T’shuvah, or repentance, is, at its heart, for me this year, about taking personal risk. That’s our mandate, even during this dangerous time. Perhaps most of all during this time.
We use musical rounds to ground and center us during the month of Elul: music that returns to its beginnings. You may know one: the Hashiveinu round, setting the next-to-last, hopeful verse of the book of Eicha (Lamentations). We need the sense of coming home, some feeling of safety, just as surely as I needed to re-read every one of my favorite Young Adult books during this summer of pandemic. But the act of t’shuvah requires coming back to the same place and making a different choice. We have to return to the scary ground of potential: potential harm and potential healing.

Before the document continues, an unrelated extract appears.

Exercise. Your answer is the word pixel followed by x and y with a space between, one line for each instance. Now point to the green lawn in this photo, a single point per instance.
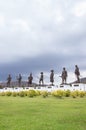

One summer at camp when I was young, we went to a rock-climbing site outdoors. I tried again and again to get up a corner route. Couldn’t do it. I left that day with my shins scraped and my ego bruised. I felt defeated, ashamed. Grimy with failure. A year later, same camp, we went back to the same site. I set my teeth and went to work on that route again. It didn’t happen the first time, and I feared a second, confirming failure. But by the end of the day, I had climbed my route. Twenty-two years later, I still remember the taste, kissing the dirt-dusted aluminum carabiner that anchored my rope to the top of the rock. The shame sluiced off of me with my sweat. If I hadn’t come back to the site – or if I’d avoided that one route, letting my earlier shame rule me – I’d never have known what it felt like to get it right.
So, too, with t’shuvah. I have to go back to those points of personal fracture and do them differently. I cannot let the fear I feel of disease keep me from taking the emotional risks that will keep my soul healthy. And if the camp bus isn’t going to just drop me off there again the next year, then I have to make that new opportunity for myself.
Our pursuit of t’shuvah offers us the practice of asking the people who we hurt in the past year to forgive us. We must feel again the shame of the moment we got everything wrong, to sit in it, and in that sticky, grimy soul-place, to climb higher. To feel forgiveness wash us clean.
Rabbi Akiva in Tractate Yoma (Chapter 8, Mishna 9) reminds us that the prophet Jeremiah (17:12) calls God ‘Mikveih Yisrael’ – ‘the Hope of Israel’ – but that can also be read, with just a small change in vocalization, as ‘Mikveh Yisrael’ – ‘the Mikveh, or ritual bath, of Israel.’ Forgiveness from human and Divine partnership can wash the year’s failures away and leave us ready.
The buildings housing constructed mikva’ot are closed. But the gates of t’shuvah are open. The shefa Elokim, flow of Divine love, is still running over us. Nobody turned that tap off.
So in these last days before Rosh Hashanah, and perhaps the 10 days of t’shuvah before Yom Kippur, I invite you to think of a personal moment this year, when a choice you made opened up a pit at your feet. Remember it, even write it out, in as much vivid detail as you can. Then imagine – again, with as much detail as possible – making a different choice. Imagine the shame washing off of you. Can you make this opportunity for yourself real?
What do you need to return to that place? What do you need to step into this New Year, clean of regret?
Cantor Vera Broekhuysen is the spiritual leader of Temple Emanu-El of Haverhill.